Tualang honey, in particular, has been shown to improve immediate memory of postmenopausal women, a result comparable with the memory improvement seen in women receiving estrogen plus progestin therapy (23). Additionally, tualang honey also exhibited neuroprotective potential in neurodegenerative disorders as it protects the viability of hippocampal cells in chronic cerebral hypoperfusion induced by permanent bilateral common carotid arteries ligation in rats (191). Similarly, tualang honey improved short- and long-term memory of ovariectomized rats via enhancing neuronal proliferation in hippocampal CA2, CA3, and DG regions (22).
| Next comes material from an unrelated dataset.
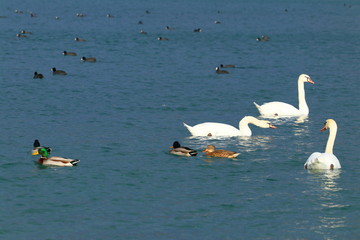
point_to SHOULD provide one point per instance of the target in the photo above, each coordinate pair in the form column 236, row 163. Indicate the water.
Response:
column 120, row 115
Tualang honey has also been shown to improve memory performance in aged male rats, while its antioxidant properties are thought to be one of the possible mechanism (20, 21). These reports suggest the potential use of honey as an alternative therapy to prevent memory decline due to oxidative stress exposure and/or ageing in humans.
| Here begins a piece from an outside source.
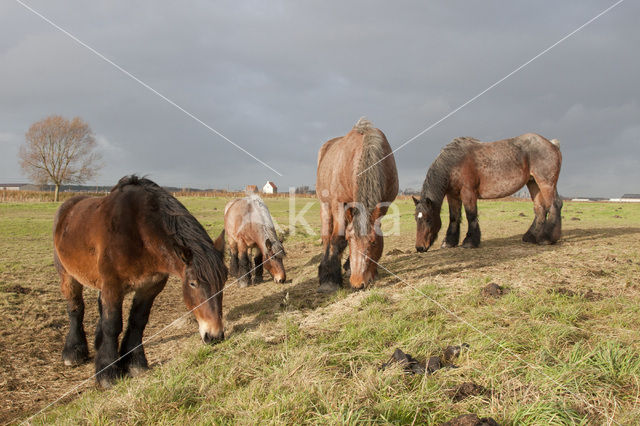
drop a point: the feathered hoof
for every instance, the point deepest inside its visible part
(470, 244)
(328, 287)
(75, 356)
Apart from its cognitive enhancing properties in aged subjects (rats), honey has also shown similar effects in young or adult subjects. Azman et al. (18) reported that tualang honey could improve working memory performance in rats exposed to loud noise stress, as assessed by the novel object recognition test. Tualang honey has also been shown to improve spatial memory performance in adult male rats as assessed by the radial arm maze, via enhancing numbers of CA1 and CA3 hippocampal pyramidal cells (192). Additionally, honey exhibited neuroprotective effects against lead-induced cognitive deficit via enhancing antioxidant activities as evidenced by increased brain SOD, GST, and GSH activities (193). Another study demonstrated that honey effectively inhibited apoptosis or neuronal cell death in the hippocampus of streptozotocin-induced diabetic rats (194).
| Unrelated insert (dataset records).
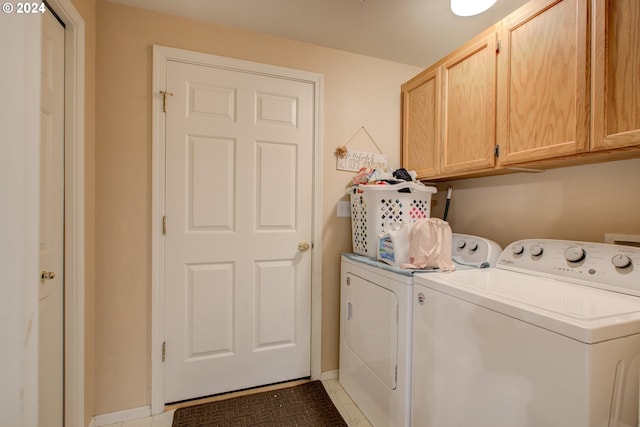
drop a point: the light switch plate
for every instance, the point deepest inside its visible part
(343, 209)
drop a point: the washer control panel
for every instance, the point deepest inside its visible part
(612, 267)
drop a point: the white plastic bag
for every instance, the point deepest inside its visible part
(430, 243)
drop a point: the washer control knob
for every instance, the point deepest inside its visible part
(574, 254)
(621, 261)
(536, 250)
(517, 249)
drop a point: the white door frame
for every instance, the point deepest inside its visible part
(74, 248)
(161, 55)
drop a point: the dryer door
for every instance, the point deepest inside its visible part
(371, 327)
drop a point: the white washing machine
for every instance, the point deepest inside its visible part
(375, 329)
(548, 338)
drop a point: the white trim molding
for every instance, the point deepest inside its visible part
(122, 416)
(161, 56)
(74, 361)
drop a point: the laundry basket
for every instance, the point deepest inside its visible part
(375, 207)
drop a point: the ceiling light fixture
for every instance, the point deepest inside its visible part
(470, 7)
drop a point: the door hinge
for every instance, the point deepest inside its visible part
(164, 99)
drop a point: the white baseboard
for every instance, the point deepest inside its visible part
(329, 375)
(121, 416)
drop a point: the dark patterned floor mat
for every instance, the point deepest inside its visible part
(303, 405)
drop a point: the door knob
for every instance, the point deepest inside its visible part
(303, 246)
(47, 275)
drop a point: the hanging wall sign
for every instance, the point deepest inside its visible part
(355, 160)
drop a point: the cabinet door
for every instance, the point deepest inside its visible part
(543, 91)
(421, 123)
(616, 74)
(469, 102)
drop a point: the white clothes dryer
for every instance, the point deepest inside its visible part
(375, 329)
(548, 338)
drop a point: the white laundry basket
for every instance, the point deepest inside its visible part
(375, 207)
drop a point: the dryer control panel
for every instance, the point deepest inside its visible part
(606, 266)
(472, 250)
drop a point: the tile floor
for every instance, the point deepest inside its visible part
(349, 411)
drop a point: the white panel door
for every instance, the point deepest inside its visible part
(239, 152)
(50, 337)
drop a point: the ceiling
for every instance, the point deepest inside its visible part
(415, 32)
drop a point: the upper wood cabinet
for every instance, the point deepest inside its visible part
(563, 89)
(616, 74)
(469, 106)
(421, 123)
(543, 89)
(448, 112)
Also, at old age, the antioxidant defense systems may adopt less efficiently to defend against ROS generation compared to young age (195, 196). Azman et al. (21) reported that the neuroprotective effects of tualang honey were more prominent in young than old rats. While tualang honey was able to improve memory performance in both young and aged rats, it was noted the young rats exhibited lower brain MDA level and higher antioxidant enzymes activities compared to the aged rats (21). This finding is probably due to the optimal antioxidant protection system in younger groups which efficiently reduces oxidative stress. Therefore, for old subjects, longer duration or a higher dose of honey is probably needed to produce the same results as in young subjects.

Based on the results from these previous studies, positive correlations between neuronal cell counts, antioxidant activities, and memory performance were unravelled (20-22, 192). These studies confirmed the notion that exposure to oxidative stress in the course of ageing leads to damages of neuronal cells and neuronal death which eventually results in cognitive decline. Hence, antioxidant properties of honey may help combat against damages to the neuronal cells by neutralizing the free radicals, by maintaining healthy neuronal cells to preserve cognitive functions.

Conclusion

Oxidative stress plays an important role in ageing and neurodegenerative disorders. Based on the in vitro and in vivo studies discussed in this review, honey has the potential to be a therapeutic agent against oxidative damage and cognitive decline associated with ageing. Honey supplementation is likely to enhance the antioxidant defense system via attenuating ROS attacks on cell structures, particularly brain cells, hence preserving brain functions and cognitive ability.

Conflicts of Interest

The authors declare that there is no conflict of interest regarding the publication of this paper.